At the end of 2018, after receiving comments on a concept paper published in 2015, the EMA published draft guidelines on generic topical development to cover all products, in contrast to the FDA’s product by product approach. Similar to the FDA, the EMA has focused on the IVRT and IVPT models to demonstrate bioequivalence. The EMA is currently seeking feedback on its draft guidance before June 2019.
 
Whilst on the face of it these models may seem to be straightforward laboratory experiments, they are in fact relatively complex, with many different variables that can impact results. Back in 2006, Chilcott et al. showed that between laboratories using exactly the same protocol you could get 30 percent variation on simple IVRT experiments.
 
It is now becoming clear that to use these methods for bioequivalence, regulatory authorities are requiring high levels of validation carried under rigorous levels of quality assurance oversight and are expecting levels of variability that can challenge the limits of the methodology. Early indications are that some laboratories new to the discipline have tried to develop suitable IVRT and IVPT methods and have been unable to reach the guidance’s thresholds.
 
From a development perspective, the experimental rigor needed means that only a few experienced laboratories are able to generate acceptable data packages.
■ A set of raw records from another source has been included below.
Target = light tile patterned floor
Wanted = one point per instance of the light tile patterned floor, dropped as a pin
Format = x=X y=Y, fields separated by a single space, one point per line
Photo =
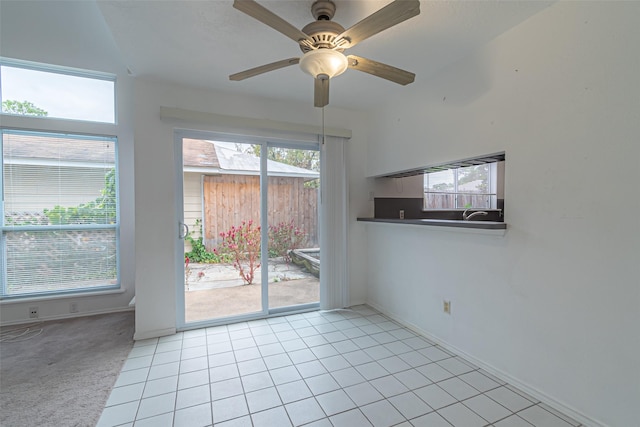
x=351 y=368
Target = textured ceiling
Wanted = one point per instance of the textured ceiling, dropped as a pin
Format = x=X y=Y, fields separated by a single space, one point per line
x=200 y=43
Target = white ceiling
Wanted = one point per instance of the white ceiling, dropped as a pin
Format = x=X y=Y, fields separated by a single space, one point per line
x=200 y=43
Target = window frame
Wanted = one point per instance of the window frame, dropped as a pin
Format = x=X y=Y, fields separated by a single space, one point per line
x=64 y=71
x=74 y=127
x=492 y=194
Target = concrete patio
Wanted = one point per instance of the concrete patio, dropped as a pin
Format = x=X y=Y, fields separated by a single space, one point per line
x=216 y=290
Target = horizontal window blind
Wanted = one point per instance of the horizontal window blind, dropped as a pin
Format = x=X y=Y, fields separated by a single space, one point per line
x=60 y=213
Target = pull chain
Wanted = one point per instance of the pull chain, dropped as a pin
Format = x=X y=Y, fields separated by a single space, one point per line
x=323 y=135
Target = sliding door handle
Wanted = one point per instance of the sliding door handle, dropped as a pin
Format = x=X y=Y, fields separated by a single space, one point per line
x=184 y=227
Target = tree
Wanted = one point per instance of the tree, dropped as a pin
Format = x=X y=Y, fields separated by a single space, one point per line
x=24 y=108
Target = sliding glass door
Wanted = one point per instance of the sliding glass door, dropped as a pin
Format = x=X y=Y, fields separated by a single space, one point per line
x=294 y=247
x=248 y=228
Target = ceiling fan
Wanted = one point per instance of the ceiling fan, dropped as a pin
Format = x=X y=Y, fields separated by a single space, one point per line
x=324 y=40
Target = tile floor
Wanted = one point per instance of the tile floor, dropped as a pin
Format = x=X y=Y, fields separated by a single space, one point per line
x=351 y=368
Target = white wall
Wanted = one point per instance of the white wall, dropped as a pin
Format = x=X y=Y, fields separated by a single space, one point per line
x=156 y=217
x=74 y=34
x=554 y=305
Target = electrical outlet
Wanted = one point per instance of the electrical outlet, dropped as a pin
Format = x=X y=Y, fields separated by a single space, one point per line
x=33 y=312
x=447 y=307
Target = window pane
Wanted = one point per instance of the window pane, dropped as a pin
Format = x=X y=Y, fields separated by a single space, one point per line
x=46 y=93
x=63 y=179
x=439 y=190
x=474 y=186
x=59 y=260
x=60 y=213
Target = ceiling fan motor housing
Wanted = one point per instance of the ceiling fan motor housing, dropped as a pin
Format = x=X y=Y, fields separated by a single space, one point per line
x=323 y=34
x=323 y=10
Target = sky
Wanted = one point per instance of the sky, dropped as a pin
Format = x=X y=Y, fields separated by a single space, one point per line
x=61 y=95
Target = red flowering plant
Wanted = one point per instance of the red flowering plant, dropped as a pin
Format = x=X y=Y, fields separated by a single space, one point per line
x=242 y=245
x=283 y=238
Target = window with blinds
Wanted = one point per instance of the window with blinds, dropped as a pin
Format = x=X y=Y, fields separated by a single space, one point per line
x=59 y=213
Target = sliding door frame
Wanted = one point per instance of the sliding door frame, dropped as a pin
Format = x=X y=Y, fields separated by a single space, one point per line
x=265 y=143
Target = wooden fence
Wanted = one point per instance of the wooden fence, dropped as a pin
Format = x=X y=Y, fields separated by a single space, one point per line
x=231 y=199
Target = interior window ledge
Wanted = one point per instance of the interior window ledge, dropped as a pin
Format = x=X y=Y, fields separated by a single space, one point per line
x=474 y=227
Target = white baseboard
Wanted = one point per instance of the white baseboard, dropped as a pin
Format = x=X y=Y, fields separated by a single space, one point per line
x=537 y=394
x=153 y=334
x=66 y=316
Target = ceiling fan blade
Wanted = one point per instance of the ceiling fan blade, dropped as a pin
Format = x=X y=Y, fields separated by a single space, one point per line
x=269 y=18
x=321 y=92
x=390 y=15
x=263 y=69
x=379 y=69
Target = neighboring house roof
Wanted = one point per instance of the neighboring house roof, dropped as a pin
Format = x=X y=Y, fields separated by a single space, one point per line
x=198 y=155
x=224 y=158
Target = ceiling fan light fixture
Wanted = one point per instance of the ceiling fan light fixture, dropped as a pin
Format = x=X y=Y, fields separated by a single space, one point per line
x=326 y=62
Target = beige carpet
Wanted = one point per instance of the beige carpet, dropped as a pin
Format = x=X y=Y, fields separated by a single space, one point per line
x=62 y=376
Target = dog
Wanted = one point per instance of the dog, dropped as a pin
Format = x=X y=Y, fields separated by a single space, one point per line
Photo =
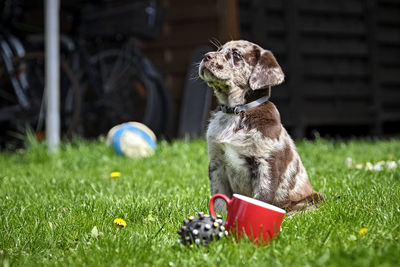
x=250 y=152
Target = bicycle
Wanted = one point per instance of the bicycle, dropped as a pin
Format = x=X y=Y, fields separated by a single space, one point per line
x=94 y=83
x=22 y=88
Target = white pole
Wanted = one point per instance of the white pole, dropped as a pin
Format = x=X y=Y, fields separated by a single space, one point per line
x=52 y=82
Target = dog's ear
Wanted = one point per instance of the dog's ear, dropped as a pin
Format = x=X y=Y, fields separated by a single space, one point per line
x=266 y=72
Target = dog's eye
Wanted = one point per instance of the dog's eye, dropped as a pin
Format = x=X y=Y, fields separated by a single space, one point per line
x=236 y=54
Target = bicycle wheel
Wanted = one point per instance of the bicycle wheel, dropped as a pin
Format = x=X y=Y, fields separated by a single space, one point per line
x=119 y=91
x=17 y=119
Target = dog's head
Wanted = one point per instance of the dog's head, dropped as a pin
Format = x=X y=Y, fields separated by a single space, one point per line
x=237 y=69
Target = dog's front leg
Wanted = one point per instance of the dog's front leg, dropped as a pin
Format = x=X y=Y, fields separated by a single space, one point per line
x=264 y=187
x=219 y=185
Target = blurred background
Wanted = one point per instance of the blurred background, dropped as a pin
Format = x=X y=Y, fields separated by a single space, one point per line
x=136 y=61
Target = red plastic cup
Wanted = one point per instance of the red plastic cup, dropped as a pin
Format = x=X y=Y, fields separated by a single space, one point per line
x=257 y=220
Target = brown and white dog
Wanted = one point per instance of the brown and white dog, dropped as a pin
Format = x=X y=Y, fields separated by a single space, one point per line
x=249 y=150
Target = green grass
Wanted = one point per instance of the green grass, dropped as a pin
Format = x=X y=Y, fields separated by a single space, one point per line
x=50 y=204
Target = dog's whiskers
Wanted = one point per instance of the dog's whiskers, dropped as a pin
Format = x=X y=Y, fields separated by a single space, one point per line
x=215 y=42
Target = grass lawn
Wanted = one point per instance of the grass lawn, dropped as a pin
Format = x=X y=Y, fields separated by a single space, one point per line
x=49 y=206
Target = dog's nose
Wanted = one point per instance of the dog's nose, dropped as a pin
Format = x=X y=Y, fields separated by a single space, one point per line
x=208 y=56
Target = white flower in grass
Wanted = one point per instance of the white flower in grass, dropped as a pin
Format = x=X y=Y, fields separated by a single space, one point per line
x=391 y=165
x=379 y=166
x=359 y=166
x=369 y=166
x=349 y=162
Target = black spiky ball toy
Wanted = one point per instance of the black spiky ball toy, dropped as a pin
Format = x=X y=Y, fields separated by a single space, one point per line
x=202 y=229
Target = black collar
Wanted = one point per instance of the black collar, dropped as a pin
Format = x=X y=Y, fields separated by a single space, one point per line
x=240 y=108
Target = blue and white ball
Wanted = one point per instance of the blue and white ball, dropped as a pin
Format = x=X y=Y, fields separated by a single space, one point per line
x=132 y=139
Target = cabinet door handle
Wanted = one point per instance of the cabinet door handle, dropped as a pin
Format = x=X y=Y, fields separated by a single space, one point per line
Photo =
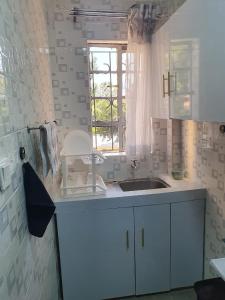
x=142 y=238
x=127 y=240
x=164 y=91
x=169 y=84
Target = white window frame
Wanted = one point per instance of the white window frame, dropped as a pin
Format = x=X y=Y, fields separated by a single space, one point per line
x=121 y=124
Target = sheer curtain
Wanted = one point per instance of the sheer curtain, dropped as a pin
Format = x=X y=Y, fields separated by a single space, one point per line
x=139 y=132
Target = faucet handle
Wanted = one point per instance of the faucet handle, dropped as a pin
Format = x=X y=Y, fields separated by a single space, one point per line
x=134 y=163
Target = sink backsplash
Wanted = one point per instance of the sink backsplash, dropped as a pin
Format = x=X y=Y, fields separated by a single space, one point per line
x=116 y=167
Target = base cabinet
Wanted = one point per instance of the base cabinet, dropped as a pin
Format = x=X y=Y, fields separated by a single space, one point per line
x=97 y=253
x=152 y=249
x=187 y=243
x=114 y=253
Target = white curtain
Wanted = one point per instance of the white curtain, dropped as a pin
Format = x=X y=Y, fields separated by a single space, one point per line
x=139 y=132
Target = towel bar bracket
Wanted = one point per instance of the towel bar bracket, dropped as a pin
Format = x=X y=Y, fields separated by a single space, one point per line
x=29 y=129
x=22 y=153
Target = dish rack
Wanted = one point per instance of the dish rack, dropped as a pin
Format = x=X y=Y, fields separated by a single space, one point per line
x=79 y=176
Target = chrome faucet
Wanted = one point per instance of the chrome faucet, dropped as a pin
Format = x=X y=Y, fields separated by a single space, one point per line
x=134 y=163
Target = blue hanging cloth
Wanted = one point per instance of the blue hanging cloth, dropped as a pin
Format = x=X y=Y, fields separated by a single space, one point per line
x=40 y=207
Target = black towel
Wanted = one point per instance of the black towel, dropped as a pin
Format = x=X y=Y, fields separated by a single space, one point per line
x=40 y=207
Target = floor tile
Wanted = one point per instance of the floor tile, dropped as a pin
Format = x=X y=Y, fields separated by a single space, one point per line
x=187 y=294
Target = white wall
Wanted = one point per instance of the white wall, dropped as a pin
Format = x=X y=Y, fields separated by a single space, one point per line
x=27 y=264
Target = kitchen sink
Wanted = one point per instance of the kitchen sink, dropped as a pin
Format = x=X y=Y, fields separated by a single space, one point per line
x=142 y=184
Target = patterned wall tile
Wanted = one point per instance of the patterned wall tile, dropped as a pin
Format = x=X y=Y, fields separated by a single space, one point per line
x=68 y=43
x=28 y=265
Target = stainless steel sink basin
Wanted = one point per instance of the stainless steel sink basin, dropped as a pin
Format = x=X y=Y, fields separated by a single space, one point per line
x=142 y=184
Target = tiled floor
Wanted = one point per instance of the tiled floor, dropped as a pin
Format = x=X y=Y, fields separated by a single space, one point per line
x=175 y=295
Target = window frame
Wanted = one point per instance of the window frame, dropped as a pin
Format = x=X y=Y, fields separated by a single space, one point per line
x=121 y=123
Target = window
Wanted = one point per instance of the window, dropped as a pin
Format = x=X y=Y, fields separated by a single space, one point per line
x=107 y=89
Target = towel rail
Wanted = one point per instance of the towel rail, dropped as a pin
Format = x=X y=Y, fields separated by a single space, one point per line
x=29 y=129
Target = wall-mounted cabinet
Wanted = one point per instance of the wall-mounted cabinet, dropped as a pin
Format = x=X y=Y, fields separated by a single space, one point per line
x=196 y=47
x=113 y=253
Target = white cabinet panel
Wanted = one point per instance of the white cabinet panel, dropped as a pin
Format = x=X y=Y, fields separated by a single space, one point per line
x=187 y=243
x=197 y=64
x=97 y=253
x=160 y=69
x=152 y=249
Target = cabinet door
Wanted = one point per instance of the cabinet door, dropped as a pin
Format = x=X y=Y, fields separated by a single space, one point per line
x=187 y=242
x=97 y=253
x=160 y=68
x=152 y=249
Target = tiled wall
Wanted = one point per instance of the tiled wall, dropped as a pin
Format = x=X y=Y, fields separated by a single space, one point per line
x=70 y=81
x=28 y=266
x=205 y=161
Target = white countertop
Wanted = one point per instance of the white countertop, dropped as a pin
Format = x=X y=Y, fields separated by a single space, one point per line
x=187 y=190
x=219 y=266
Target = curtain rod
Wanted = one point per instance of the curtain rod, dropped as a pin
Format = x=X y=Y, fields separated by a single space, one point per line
x=75 y=12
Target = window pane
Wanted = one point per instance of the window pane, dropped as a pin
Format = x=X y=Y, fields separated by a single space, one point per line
x=102 y=58
x=106 y=138
x=99 y=61
x=2 y=85
x=104 y=110
x=113 y=61
x=124 y=85
x=100 y=85
x=124 y=61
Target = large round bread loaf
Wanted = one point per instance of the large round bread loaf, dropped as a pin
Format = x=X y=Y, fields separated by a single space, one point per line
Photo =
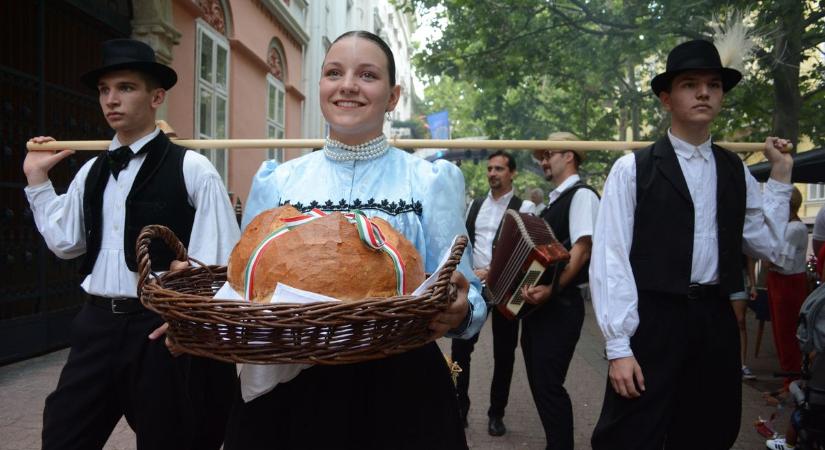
x=325 y=256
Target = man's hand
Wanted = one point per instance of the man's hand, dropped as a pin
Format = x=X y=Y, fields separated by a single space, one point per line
x=536 y=295
x=37 y=164
x=625 y=374
x=178 y=265
x=481 y=274
x=455 y=314
x=781 y=163
x=161 y=331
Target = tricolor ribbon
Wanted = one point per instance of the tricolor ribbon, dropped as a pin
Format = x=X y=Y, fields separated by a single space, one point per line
x=369 y=233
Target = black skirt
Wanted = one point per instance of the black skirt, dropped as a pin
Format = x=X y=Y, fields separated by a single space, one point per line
x=406 y=401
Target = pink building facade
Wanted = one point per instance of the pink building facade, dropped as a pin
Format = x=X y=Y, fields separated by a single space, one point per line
x=240 y=70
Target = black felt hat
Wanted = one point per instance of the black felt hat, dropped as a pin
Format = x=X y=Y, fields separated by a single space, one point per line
x=694 y=55
x=122 y=54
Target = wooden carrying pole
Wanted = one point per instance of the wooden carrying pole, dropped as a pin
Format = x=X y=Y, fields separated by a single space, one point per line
x=238 y=144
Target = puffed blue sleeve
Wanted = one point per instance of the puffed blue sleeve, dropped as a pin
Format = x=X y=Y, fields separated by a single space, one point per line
x=442 y=218
x=263 y=194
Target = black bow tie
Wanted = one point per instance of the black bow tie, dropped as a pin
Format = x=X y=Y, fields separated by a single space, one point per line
x=120 y=157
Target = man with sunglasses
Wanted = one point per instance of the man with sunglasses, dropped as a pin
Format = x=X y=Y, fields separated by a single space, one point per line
x=550 y=333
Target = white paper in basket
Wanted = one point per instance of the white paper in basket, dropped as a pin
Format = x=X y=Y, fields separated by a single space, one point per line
x=258 y=379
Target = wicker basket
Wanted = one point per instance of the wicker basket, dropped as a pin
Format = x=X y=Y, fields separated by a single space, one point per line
x=315 y=333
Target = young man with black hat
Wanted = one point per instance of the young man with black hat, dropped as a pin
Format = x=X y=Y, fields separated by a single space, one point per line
x=550 y=333
x=117 y=366
x=672 y=224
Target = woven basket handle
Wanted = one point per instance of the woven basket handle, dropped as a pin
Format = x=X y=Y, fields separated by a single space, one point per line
x=148 y=233
x=443 y=280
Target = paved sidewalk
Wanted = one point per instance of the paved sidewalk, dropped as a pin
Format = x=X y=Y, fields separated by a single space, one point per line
x=25 y=385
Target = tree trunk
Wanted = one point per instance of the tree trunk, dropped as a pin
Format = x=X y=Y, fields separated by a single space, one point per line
x=635 y=106
x=787 y=54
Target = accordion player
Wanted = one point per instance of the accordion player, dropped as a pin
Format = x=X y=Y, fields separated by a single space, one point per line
x=527 y=253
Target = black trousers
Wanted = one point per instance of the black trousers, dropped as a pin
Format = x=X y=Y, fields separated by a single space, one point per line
x=405 y=401
x=688 y=350
x=114 y=370
x=505 y=340
x=548 y=341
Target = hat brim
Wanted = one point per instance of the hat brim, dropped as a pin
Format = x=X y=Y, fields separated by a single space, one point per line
x=164 y=75
x=537 y=154
x=730 y=78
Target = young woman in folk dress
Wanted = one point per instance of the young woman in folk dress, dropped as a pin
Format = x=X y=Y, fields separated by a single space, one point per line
x=406 y=400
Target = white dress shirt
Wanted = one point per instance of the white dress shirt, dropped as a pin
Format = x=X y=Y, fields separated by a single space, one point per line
x=584 y=208
x=819 y=225
x=59 y=218
x=487 y=222
x=612 y=283
x=791 y=258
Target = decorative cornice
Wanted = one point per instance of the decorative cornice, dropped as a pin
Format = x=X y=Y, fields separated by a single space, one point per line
x=294 y=91
x=240 y=47
x=282 y=15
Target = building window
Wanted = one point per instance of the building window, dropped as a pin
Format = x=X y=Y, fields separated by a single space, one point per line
x=212 y=92
x=816 y=192
x=275 y=113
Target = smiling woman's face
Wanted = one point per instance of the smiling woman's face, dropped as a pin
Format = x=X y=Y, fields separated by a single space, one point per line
x=355 y=90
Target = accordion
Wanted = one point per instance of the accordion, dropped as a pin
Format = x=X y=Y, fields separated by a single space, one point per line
x=526 y=253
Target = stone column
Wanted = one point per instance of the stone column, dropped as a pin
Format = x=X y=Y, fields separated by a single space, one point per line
x=152 y=23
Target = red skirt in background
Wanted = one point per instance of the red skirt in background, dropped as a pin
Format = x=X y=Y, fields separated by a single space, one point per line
x=785 y=296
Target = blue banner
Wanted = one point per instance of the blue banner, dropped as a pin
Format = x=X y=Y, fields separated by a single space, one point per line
x=439 y=125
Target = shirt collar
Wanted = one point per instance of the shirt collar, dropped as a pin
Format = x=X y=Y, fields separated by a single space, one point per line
x=503 y=199
x=687 y=150
x=565 y=185
x=138 y=144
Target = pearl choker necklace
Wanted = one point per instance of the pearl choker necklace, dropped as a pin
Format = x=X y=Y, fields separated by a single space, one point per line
x=338 y=151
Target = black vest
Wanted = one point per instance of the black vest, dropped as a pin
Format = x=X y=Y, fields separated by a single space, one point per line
x=662 y=251
x=557 y=215
x=472 y=215
x=158 y=196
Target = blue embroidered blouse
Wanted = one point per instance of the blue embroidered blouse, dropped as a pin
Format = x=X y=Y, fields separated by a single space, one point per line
x=422 y=200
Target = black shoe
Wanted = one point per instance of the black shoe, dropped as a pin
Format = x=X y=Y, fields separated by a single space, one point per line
x=496 y=427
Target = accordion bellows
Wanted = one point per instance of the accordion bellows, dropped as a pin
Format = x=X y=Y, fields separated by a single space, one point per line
x=325 y=255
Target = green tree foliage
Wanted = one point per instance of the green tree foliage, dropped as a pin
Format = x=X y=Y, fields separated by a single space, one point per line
x=538 y=66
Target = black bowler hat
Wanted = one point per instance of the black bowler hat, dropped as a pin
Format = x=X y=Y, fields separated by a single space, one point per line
x=694 y=55
x=123 y=54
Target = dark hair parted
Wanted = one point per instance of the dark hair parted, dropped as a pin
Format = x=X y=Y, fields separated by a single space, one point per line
x=377 y=41
x=511 y=163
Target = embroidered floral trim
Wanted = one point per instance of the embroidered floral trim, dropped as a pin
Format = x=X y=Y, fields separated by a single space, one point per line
x=392 y=208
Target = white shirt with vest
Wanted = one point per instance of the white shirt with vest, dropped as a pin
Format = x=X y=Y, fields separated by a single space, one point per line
x=59 y=218
x=613 y=287
x=584 y=208
x=487 y=222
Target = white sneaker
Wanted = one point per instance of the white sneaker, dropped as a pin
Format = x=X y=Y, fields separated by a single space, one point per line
x=778 y=444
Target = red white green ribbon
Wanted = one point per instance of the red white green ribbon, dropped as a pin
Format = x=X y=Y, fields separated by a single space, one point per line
x=369 y=233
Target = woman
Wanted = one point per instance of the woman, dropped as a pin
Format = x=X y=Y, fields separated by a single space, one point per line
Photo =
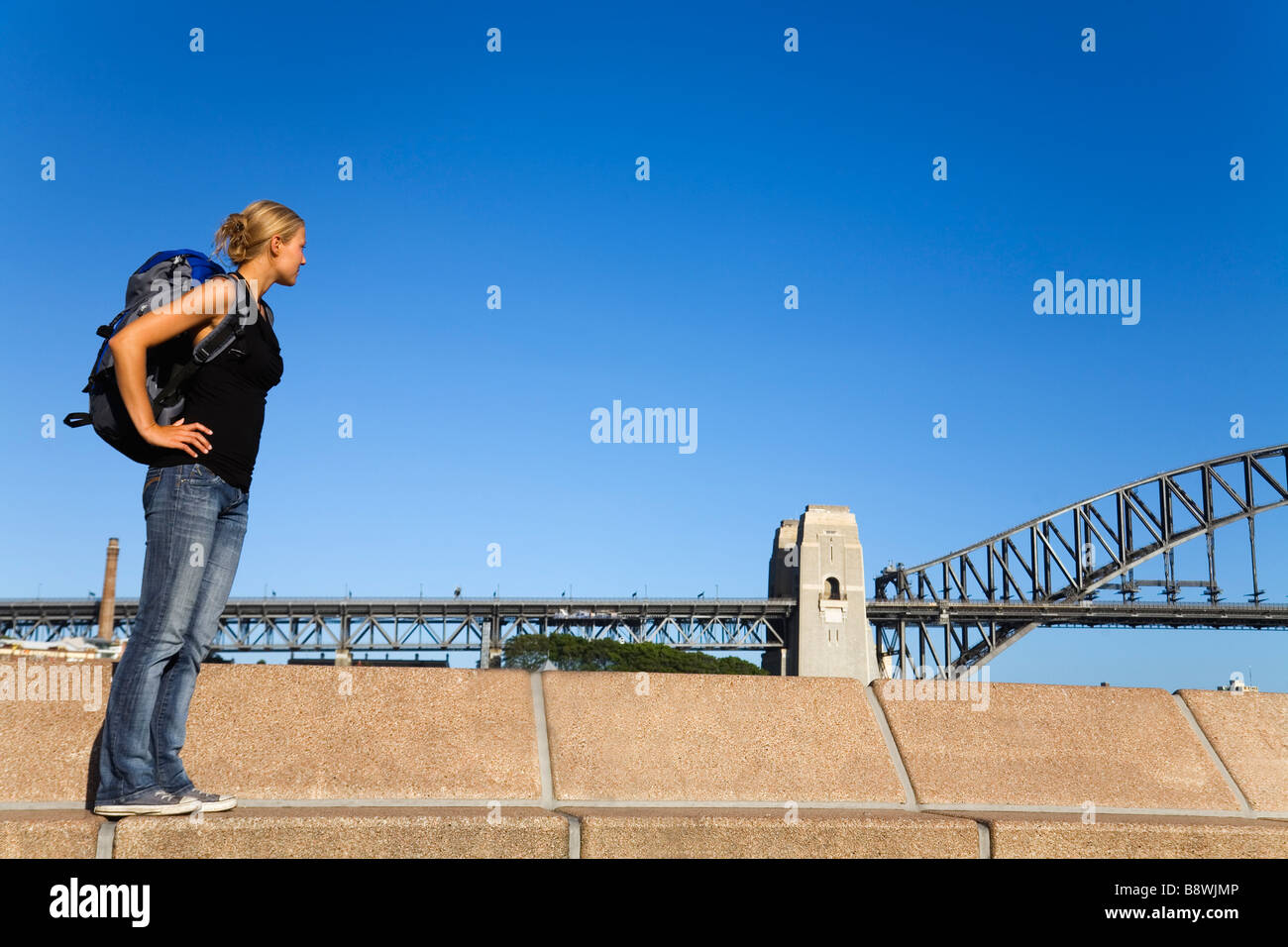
x=196 y=512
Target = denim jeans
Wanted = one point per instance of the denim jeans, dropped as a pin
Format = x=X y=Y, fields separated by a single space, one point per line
x=196 y=523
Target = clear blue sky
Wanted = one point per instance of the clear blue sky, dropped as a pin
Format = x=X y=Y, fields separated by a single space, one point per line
x=472 y=425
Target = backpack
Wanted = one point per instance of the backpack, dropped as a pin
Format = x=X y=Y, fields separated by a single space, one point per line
x=163 y=277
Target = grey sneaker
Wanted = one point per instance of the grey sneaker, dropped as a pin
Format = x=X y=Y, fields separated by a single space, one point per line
x=150 y=802
x=210 y=801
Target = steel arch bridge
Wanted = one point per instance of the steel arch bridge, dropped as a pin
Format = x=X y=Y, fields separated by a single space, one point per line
x=957 y=611
x=966 y=607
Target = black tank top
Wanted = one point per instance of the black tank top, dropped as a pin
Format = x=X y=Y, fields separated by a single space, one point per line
x=228 y=395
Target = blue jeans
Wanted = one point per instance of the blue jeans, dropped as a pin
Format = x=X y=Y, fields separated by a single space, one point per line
x=196 y=523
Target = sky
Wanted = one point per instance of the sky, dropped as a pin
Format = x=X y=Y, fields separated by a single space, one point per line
x=767 y=169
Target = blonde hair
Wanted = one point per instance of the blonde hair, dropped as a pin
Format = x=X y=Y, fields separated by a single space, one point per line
x=244 y=236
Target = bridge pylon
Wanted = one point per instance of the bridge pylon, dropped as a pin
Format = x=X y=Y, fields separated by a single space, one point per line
x=818 y=561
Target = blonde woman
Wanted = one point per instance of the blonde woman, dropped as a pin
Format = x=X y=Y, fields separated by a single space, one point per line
x=196 y=497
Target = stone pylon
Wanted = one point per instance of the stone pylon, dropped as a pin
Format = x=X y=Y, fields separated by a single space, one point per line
x=818 y=562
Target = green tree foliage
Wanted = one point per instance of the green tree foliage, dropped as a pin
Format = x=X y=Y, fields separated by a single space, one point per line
x=575 y=654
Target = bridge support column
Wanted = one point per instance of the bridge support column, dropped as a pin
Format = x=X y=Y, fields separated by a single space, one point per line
x=818 y=561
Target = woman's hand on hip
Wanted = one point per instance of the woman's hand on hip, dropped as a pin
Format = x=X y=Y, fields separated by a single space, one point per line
x=179 y=436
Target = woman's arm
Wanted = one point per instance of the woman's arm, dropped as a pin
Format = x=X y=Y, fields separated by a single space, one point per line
x=129 y=347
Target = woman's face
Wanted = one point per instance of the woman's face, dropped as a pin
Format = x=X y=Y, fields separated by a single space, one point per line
x=291 y=258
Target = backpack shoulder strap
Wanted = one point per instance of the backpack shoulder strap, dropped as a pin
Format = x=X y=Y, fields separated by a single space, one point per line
x=210 y=347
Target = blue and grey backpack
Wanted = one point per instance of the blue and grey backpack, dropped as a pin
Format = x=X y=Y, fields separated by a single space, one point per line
x=165 y=275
Furthermore, the time needed to demonstrate an acceptable level of validation, quality standards and variation means that the costs involved are not insignificant, but crucially remain less than clinical trials.
 
IVPT is a particular challenge: laboratories have to understand how to minimize the inherent variation that can be attributed to within and between different skin donors. Procedures must be meticulous and avoid any operator variation wherever possible. For many larger and more lipophilic drugs, the levels of drug permeating through the skin approach the analytical detection limits and are often at sub-nanogram concentrations. To add to this challenge, the guidances require these analytical methods be fully validated, which is no easy task.
 
Where the expertise exists to manage these challenges, the in-vitro methods are a lower-cost route to demonstrating bioequivalence compared to clinical trials. What is also now appreciated by regulators and developers is that any subtle difference between a new topical generic formulation and the originator product are far more likely to be apparent from IVRT data and, to a lesser extent, from IVPT data, because of the highly variable nature of trying to measure clinical outcomes. The industry is learning that the development of topical generic formulations is more complex than most solid oral dosage forms and typically require specific expertise. The significant investment required is still smaller than trying to demonstrate bioequivalence in the clinic.
 
As a result of the historical lack of generic submissions, the regulators in the United States and Europe have demonstrated openness in helping developers define the exact parameters expected. The FDA is now accepting pre-ANDA meetings, and the EMA continues to use scientific advice meetings to provide product-specific guidance on the suitability of methodologies and protocols.
 
The first approval for acyclovir based on the FDA guidance has now been achieved. The Europeans in the new draft guidance have opened the approach to topical indications for the eye, nail and nose and other sites of local delivery, as well as the skin. The FDA has also announced research grants to look at different epithelial tissues beside the skin. We can expect more new generic topical products to appear on the market in the coming years, reversing the trend of previous years.

Jeremy Drummond is senior vice president of business development for MedPharm Ltd., a global provider of contract topical and transdermal product design and formulation development services.